FlashAttention: Fast and Memory-Efficient Exact Attention with IO-Awareness
Standard attention suffers quadratic complexity in terms of the sequence length (number of tokens). To reduce complexity, efficient attention methods have proposed sparse and/or low-rank approximations. These approximations reduce complexity to linear or near-linear with respect to the sequence length. Yet, these methods either lag in performance or achieve no wall-clock speedup compared to standard attention.
This paper [1] proposes an IO-aware attention formulation that is aware of reads and writes operations to different levels of fast and slow GPU memory. Modern GPUs have multiple memory levels with different sizes and speeds as shown in Fig. 1. In this article, we focus on High Bandwidth Memory (HBM) and Static Random Access Memory (SRAM). Like other memory hierarchies, HBM is both large and cheap but slow compared to SRAM which is both small and expensive but fast.
HBM is used to store tensors (e.g., feature maps/activations), while SRAM is used to perform compute operations on those tensors. For instance, when applying a RELU operation on a tensor x, we (1) move x from HBM (read-op) to SRAM; (2) apply RELU operation on x (compute-op), and (3) move x back from SRAM to HBM (write-op).

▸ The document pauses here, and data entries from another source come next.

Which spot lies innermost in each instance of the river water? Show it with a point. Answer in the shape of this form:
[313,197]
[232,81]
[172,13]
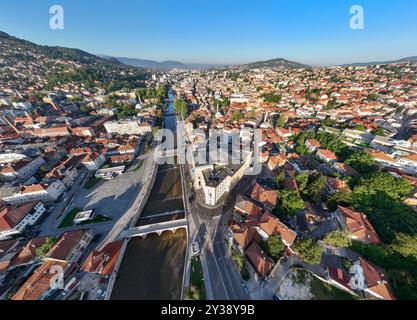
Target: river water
[152,268]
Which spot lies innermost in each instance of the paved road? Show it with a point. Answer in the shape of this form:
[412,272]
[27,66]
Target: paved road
[119,199]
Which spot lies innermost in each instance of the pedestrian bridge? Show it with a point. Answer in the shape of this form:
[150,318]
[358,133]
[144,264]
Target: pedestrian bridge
[166,153]
[158,228]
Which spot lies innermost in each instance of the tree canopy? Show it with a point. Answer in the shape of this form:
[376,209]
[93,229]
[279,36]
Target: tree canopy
[309,251]
[338,239]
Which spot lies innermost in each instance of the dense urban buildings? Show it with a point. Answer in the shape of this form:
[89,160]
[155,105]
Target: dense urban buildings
[335,199]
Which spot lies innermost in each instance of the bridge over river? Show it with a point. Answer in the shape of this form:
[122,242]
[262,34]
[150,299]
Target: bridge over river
[158,228]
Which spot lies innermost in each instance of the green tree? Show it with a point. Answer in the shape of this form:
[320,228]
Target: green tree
[302,180]
[274,247]
[338,239]
[279,179]
[309,251]
[406,245]
[85,109]
[290,202]
[43,250]
[360,127]
[282,120]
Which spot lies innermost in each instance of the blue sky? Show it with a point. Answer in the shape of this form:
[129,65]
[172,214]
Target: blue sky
[316,32]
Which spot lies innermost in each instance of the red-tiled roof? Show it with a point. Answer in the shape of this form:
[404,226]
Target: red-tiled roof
[262,264]
[103,262]
[359,226]
[10,216]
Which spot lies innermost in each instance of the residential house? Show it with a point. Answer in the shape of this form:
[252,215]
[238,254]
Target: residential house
[326,155]
[70,247]
[371,280]
[312,145]
[265,196]
[103,262]
[38,286]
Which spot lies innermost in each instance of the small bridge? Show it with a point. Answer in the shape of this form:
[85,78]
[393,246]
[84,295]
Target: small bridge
[158,228]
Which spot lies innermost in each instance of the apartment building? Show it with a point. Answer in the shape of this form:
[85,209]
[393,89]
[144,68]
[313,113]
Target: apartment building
[127,127]
[22,169]
[14,219]
[38,192]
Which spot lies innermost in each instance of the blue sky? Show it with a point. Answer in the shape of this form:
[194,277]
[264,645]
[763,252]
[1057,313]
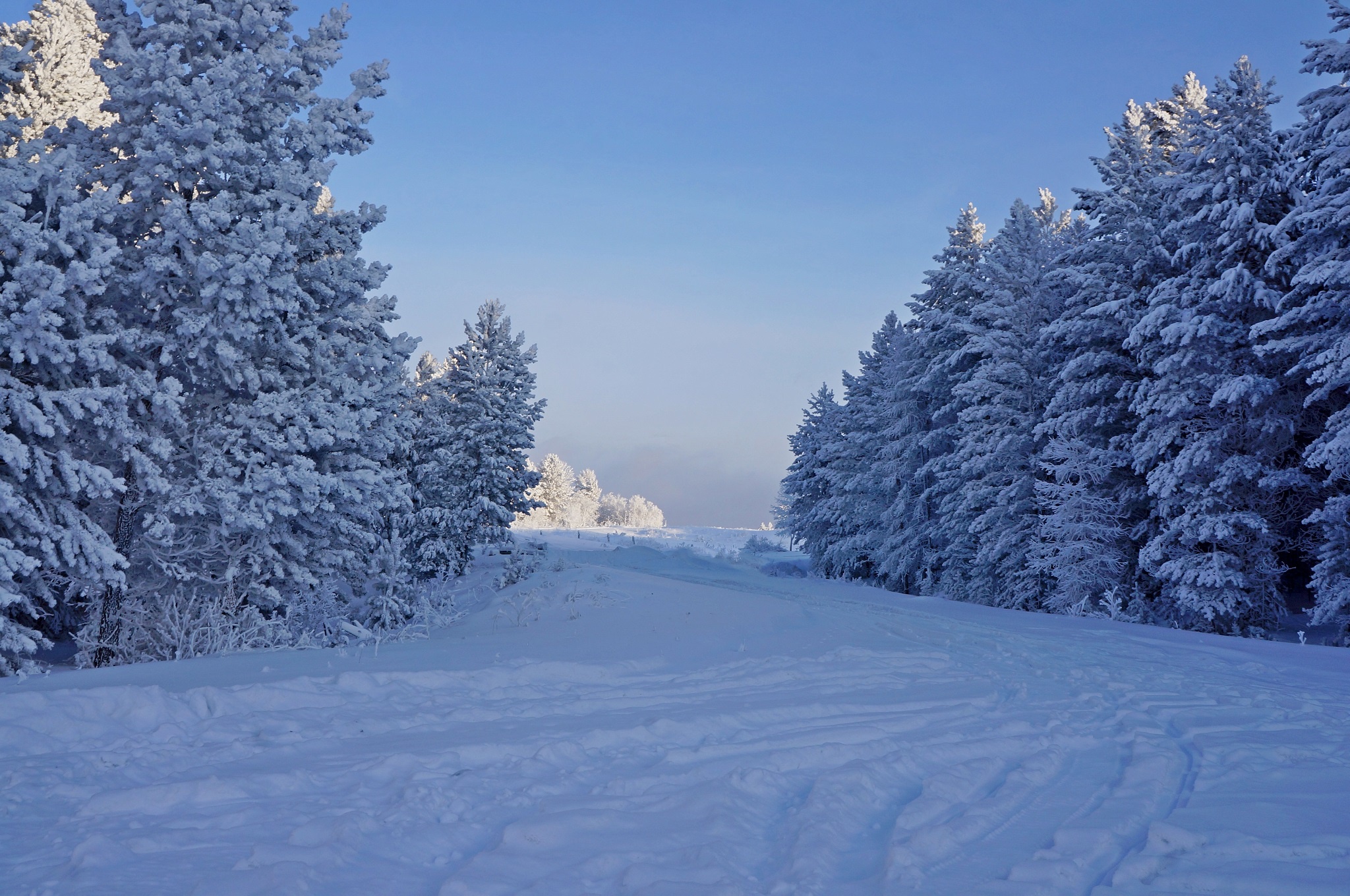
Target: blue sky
[701,211]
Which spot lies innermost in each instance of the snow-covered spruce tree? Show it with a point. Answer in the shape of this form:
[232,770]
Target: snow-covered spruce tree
[858,495]
[920,432]
[283,472]
[1311,335]
[1095,509]
[470,472]
[989,509]
[73,393]
[1219,426]
[60,80]
[806,488]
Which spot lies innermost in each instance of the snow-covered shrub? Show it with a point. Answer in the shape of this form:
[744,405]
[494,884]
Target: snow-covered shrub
[185,624]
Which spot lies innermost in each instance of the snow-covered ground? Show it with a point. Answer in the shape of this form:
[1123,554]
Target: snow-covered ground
[670,722]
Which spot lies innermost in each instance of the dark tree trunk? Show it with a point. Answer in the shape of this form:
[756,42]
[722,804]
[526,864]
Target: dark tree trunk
[109,619]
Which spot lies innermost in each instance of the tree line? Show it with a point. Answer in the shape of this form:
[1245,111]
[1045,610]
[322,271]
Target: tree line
[1136,409]
[208,439]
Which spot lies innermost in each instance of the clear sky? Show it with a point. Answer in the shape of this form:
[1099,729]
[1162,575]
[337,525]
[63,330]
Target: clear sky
[701,210]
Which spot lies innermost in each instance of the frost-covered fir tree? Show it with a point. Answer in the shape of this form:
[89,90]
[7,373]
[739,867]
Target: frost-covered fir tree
[921,430]
[858,497]
[470,472]
[73,393]
[283,471]
[1094,504]
[1221,426]
[806,488]
[989,509]
[60,80]
[1311,335]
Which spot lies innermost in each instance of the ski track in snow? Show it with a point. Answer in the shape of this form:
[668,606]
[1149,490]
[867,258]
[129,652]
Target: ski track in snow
[810,739]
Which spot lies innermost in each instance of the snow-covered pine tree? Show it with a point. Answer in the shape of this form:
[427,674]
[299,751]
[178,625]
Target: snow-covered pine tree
[1094,505]
[73,393]
[806,488]
[60,81]
[644,515]
[612,511]
[921,430]
[859,491]
[586,499]
[470,471]
[1219,426]
[283,472]
[989,509]
[1311,335]
[555,490]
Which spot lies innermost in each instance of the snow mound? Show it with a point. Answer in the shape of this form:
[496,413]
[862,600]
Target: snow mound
[643,721]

This paper [1] proposes an IO-aware algorithm that computes exact attention while reducing the number of memory read and write operations (read-ops and write-ops). To achieve this goal, the paper makes two contributions:
- Implement a CUDA kernel to fuse all the attention operations (matmul, mask, softmax, etc) into a single GPU kernel.
- Compute the softmax operation with neither computing nor storing the NxN attention matrix, where N is the number of tokens.
1st Contribution: A New CUDA Kernel
By default, every tensor operation is implemented as follows: (1)Read operation (read-op), (2) compute-op, and (3) write-op. This design makes it trivial to apply multiple tensor operations on top of each other. Concretely, one can apply a (1) matrix multiplication, then (2) masking, then (3) a softmax while making no assumption about the preceding or the succeeding operation. The three aforementioned operations will be executed as shown in Fig. 2.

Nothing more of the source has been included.